Anthony Bourdain, Kitchen Confidential
Shallots cost more than onions but other money-saving ingredients on this list will compensate for their higher price.
Whey
If you make ricotta or paneer or another type of cheese, you’ll have lots of whey on your hands. Save that to bake with. It softens bread dough and adds flavor. If you won’t use it right away, freeze it.
Wine vinegar
A bit of acid brightens the flavor of savory dishes like soups and sauces. It’s one of the easiest ways to elevate a dish.
If you want to cook with spectacular wine vinegar, you may want to try making your own. You’ll need wine, water and either a mother of vinegar or some Bragg’s apple cider vinegar containing the live mother (because most people don’t have a mother of vinegar lying around). You stir your ingredients together and wait. In my kitchen environment (high 60s to low 70s Fahrenheit), the vinegar ferments in about a month. Go here for the full instructions.
Roasted vegetables
Roasting vegetables concentrates the flavor. If you have a glut of vegetables on hand and don’t know what to do with them, roast them. This time of year, I roast lots of eggplant, zucchini, bell peppers, tomatoes and onions for ratatouille.
Cut the vegetables into bite-size pieces, toss in olive oil, top with herbs (fresh rosemary is wonderful) and smashed garlic if desired, sprinkle with salt and roast at 400°F. I like to use separate trays for each variety of vegetable because their cooking times vary. Bell peppers may be ready after 20 minutes, onions after 40, for example.

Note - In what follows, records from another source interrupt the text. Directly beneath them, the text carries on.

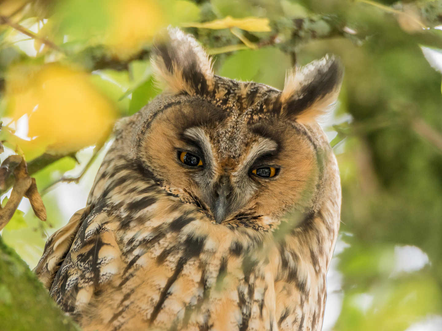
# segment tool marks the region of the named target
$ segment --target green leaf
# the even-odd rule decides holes
[[[132,98],[129,105],[129,114],[134,114],[153,98],[158,92],[155,88],[152,76],[132,92]]]
[[[97,70],[91,77],[92,83],[117,105],[122,115],[127,114],[130,99],[120,98],[122,93],[131,87],[129,73],[126,70]]]
[[[7,198],[5,198],[5,199]],[[20,229],[27,226],[25,219],[23,218],[25,213],[20,210],[16,210],[12,215],[12,218],[9,221],[4,228],[8,231],[19,230]]]
[[[66,171],[73,169],[76,165],[73,158],[65,156],[44,168],[32,175],[35,178],[37,188],[39,190],[45,188],[61,178]]]

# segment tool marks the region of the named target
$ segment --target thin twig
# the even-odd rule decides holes
[[[428,26],[424,24],[422,22],[421,22],[419,20],[416,19],[412,15],[402,11],[400,10],[397,10],[397,9],[395,9],[394,8],[392,8],[391,7],[389,7],[388,6],[385,6],[385,5],[381,4],[379,4],[376,1],[373,1],[371,0],[356,0],[357,1],[359,2],[363,2],[365,4],[368,4],[371,5],[372,6],[374,6],[375,7],[377,7],[389,13],[394,13],[395,14],[399,14],[401,15],[405,15],[405,16],[408,16],[410,19],[413,21],[415,23],[420,25],[423,29],[430,29]]]
[[[237,28],[231,28],[230,32],[232,32],[233,35],[238,37],[238,39],[244,42],[244,45],[249,48],[251,48],[252,49],[256,49],[257,48],[258,46],[246,38],[245,36],[241,33],[241,31]]]
[[[442,151],[442,135],[427,124],[421,118],[413,120],[413,128],[419,135],[433,143]]]
[[[50,40],[48,40],[46,38],[39,37],[32,31],[27,29],[24,26],[20,25],[18,23],[15,23],[15,22],[11,21],[8,17],[7,17],[4,16],[0,16],[0,24],[6,24],[6,25],[8,25],[13,29],[15,29],[17,31],[21,32],[23,34],[25,34],[32,39],[38,41],[42,44],[44,44],[45,45],[46,45],[53,49],[55,49],[55,50],[63,53],[65,53],[65,51],[63,50],[62,49],[55,45],[54,43],[52,42],[52,41]]]

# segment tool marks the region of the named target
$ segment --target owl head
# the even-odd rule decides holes
[[[116,130],[147,177],[221,224],[271,223],[317,207],[331,150],[316,121],[339,93],[337,60],[294,69],[281,91],[214,75],[202,47],[178,29],[159,36],[152,54],[164,92]]]

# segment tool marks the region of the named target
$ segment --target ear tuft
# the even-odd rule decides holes
[[[299,123],[316,120],[336,102],[343,75],[341,62],[328,55],[288,73],[281,95],[282,115]]]
[[[210,59],[194,38],[178,28],[169,26],[155,38],[151,62],[166,91],[203,95],[213,89]]]

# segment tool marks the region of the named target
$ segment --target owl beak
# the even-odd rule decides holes
[[[230,191],[228,177],[223,176],[216,189],[218,197],[214,204],[215,219],[218,224],[224,220],[227,213],[227,197],[230,193]]]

Eat the roasted vegetables as is, fill a frittata or crepes, toss them in a grain bowl or salad (we love sweet potatoes or beets in our salads) or add them to pitas. You’ll find something to do with them!
Toasted nuts
Similar to vegetables, toasting brings out the flavor of nuts. If you take the few minutes necessary to toast raw nuts before baking muffins or tossing them into a salad or making nut butter, you will not be disappointed.
To toast nuts, spread them in a single layer on a baking sheet or cast-iron pan and toast them in the oven at 350°F. Shake the pan or stir the nuts after 5 minutes. Nuts such as pecans and walnuts may need only one or two more minutes of toasting. Denser almonds may need 4 to 5 more minutes. Keep a close eye on them. You want them fragrant, not burnt. Remove them from the pan immediately to stop toasting.
If I turn on the oven to bake sourdough discard banana bread, while it heats up, I toast the nuts that go into the bread. They toast more slowly as the oven heats but that doesn’t mean you can neglect them!
Cleanup is easy too. After the pan cools, wipe it clean with a cloth and put it away.
Wheat berries
I’m a bit obsessed with wheat berries. I wrote a full blog post on them here, which includes cooking instructions. I add cooked wheat berries to salads, grain bowls and vegetarian chili. They add a wonderful chewy bite and nutty flavor.
Ground up in my grain mill, wheat berries transform my sourdough bread. (I generally use about 40 percent freshly milled flour.) When I bite into a fresh slice of my bread made with home-milled wheat and rye, I get a little thrill knowing that even here in obscenely wealthy Silicon Valley, no one is eating bread better than what I produce in my small, modest kitchen.
My cookbook is a finalist for a cookbook award from the International Association of Culinary Professionals and has been shortlisted for a Taste Canada award! You can check out the book here.
Great tips. I always have shallots on hand. Steel cut oatmeal also tastes better if you roast it.Spaghetti squash shines in tacos. Better than trying to make it a substitute for pasta. Thx. Congrats on your recognition.